To maintain her weight and health, Joy exercises almost every day. "I feel so much better for the change," she says. "My health has improved so much my doctors are amazed. I am able to do things that a year ago I could never have managed, such as playing basketball with my grandchildren."

Joy's dress size has dipped from 26/28 to a size 8. "My husband is so proud of me ... says he has a new wife!"

Joy's key challenge: Joy has a lot of loose skin, which she didn't expect. Because of serious reactions to anesthesia, surgery to remove it may be too risky. Daily exercise is keeping the weight off, but so far it hasn't helped tighten her skin much. She keeps a positive attitude: "I tell everyone that I have become a sexy senior citizen with my new look, and they agree."

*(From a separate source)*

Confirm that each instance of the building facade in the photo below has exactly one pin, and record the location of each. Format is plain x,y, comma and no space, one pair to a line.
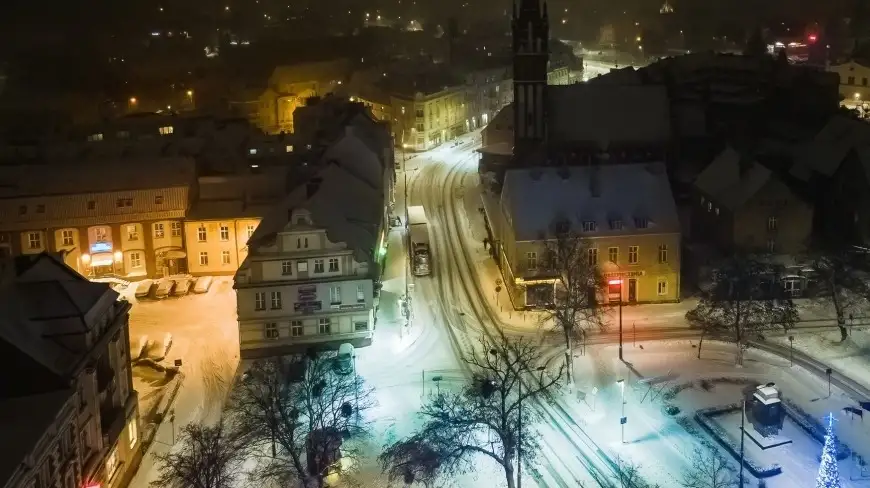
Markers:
625,212
308,280
78,412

Mignon P., Memphis, Tenn.:

Four years ago, 27-year-old Mignon weighed 275. After gastric banding surgery, she is now 160 -- well past her original goal of 175. "My mom says ‘Don't you lose any more weight,’" she says. "That's something I've never heard!"

Overweight since childhood, Mignon tried everything -- Jenny Craig, Weight Watchers, fad diets. The decision to have weight loss surgery was difficult, but once she had made up her mind, the rest was easy.

Mignon's key challenge: She doesn't like getting adjustments in her band. It requires a needle stick in the abdomen -- and "the stick is nothing compared to the sight of that needle," she says. "I just close my eyes. I know it's going to fix my health in a positive direction."